After considering all the above points, we come to the main idea - that we are replacing our physical hunger in order to feed our spiritual hunger. This is one aspect I’ve never really considered before, and it sure opens my eyes! Sure, it feels good to do something we have been told is necessary. Knowing the “why” behind something helps a bit in understanding its place in the Christian’s life, it helps transform a mundane thing that people simply talk about doing into something beneficial and disciplined and freeing all at once.


There are many points in Scripture that show how often people fasted. When people were conflicted, burdened, or thankful – it didn’t really matter what was going on, it was understood that your priority at those times was to be seeking God no matter what. The Old Testament has many references to fasting, with a few descriptive ones found in Psalms. This is expected - the Psalms deal in depth with struggles and praising God. In light of the way our hearts are supposed to be aligned with God during a fast, it seems fitting that the Psalmists fasted. One description of what a true, God-focused fast can bring into someone’s life is found in Psalm 35:13 – “But as for me, when they were sick, My clothing was sackcloth; I humbled myself with fasting; and my prayer would return to my own heart.” If you read the whole of Psalm 35, you can’t help but see that David was pleading with God in this Psalm for salvation in the midst of a struggle.
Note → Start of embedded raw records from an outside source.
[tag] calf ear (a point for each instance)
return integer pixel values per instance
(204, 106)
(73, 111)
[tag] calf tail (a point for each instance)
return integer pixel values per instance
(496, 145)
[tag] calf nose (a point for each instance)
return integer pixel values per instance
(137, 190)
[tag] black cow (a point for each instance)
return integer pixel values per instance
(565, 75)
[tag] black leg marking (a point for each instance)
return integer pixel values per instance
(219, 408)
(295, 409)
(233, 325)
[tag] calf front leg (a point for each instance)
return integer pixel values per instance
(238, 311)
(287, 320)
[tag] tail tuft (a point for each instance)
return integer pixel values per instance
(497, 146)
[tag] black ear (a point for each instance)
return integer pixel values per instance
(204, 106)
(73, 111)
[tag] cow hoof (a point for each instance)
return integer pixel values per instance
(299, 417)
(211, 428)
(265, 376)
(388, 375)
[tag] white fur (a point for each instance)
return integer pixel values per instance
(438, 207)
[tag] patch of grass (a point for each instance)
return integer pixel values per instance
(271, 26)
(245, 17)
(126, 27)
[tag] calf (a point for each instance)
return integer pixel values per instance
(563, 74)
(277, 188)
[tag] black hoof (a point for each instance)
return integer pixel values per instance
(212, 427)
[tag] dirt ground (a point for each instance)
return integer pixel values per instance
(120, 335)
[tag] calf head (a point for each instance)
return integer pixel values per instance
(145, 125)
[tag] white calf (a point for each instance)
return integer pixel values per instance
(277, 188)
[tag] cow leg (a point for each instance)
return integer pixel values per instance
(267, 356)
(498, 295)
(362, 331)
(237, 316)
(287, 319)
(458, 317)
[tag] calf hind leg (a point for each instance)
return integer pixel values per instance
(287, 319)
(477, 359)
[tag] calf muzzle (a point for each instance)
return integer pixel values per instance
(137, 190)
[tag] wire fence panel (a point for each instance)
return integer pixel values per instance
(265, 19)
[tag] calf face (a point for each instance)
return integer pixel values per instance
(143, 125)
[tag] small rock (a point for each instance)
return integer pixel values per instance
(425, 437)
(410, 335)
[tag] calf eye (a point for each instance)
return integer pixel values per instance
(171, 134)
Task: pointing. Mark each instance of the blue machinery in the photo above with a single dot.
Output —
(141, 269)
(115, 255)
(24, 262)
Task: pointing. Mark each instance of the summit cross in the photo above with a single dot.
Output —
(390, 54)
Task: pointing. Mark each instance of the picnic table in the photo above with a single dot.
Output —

The point that I took away was that upon fasting, David found that his heart re-focused on God instead of on his troubles.


The best description of how we as Christians should fast is found in Matthew 6:17-18: “But you, when you fast, anoint your head and wash your face, so that you do not appear to men to be fasting, but to your Father who is in the secret place; and your Father who sees in secret will reward you openly.” When we are surrendering our worldly desires to seek God with our whole heart, we are not to moan about how bad we feel and forget about our hygiene! We need to keep ourselves presentable and focused, and not boast or complain that we missed a meal or two for God. After all, we are feeding a deeper hunger. Remember, too, the pain Jesus experienced in our place on the cross. Remember that He, too, fasted – for 40 days in fact. He has been through so much for our sakes, so why can’t we skip even one day of fast food and empty calories to draw closer to Someone real that has saved us from an eternity in torment?


After considering these points, I feel that it can only strengthen my relationship with the Lord to set aside specific times of fasting and seeking Him. I know that it's not for everyone, but it is certainly important for me in drawing closer to God!  With that in mind, if my stomach growls during these times I will approach the noise as a challenge. If I can smile and remember that God has blessed me with abundant spiritual food in the Bible, then He will meet me there. If I return to His Word strengthened in this knowledge, if I allow the Spirit to make the Word come alive to me in a deeper way, it may just be that I can then share it better.


If you like, I have found a fairly comprehensive list of Scriptures that deal with fasting.  Please share with me if you find others!


What are your thoughts - have you fasted before? What was the mindset you approached it with? Did you notice any benefits to your spiritual life? Or do you think it is just an outdated practice that today’s Christian doesn’t need to bother with? Let’s discuss!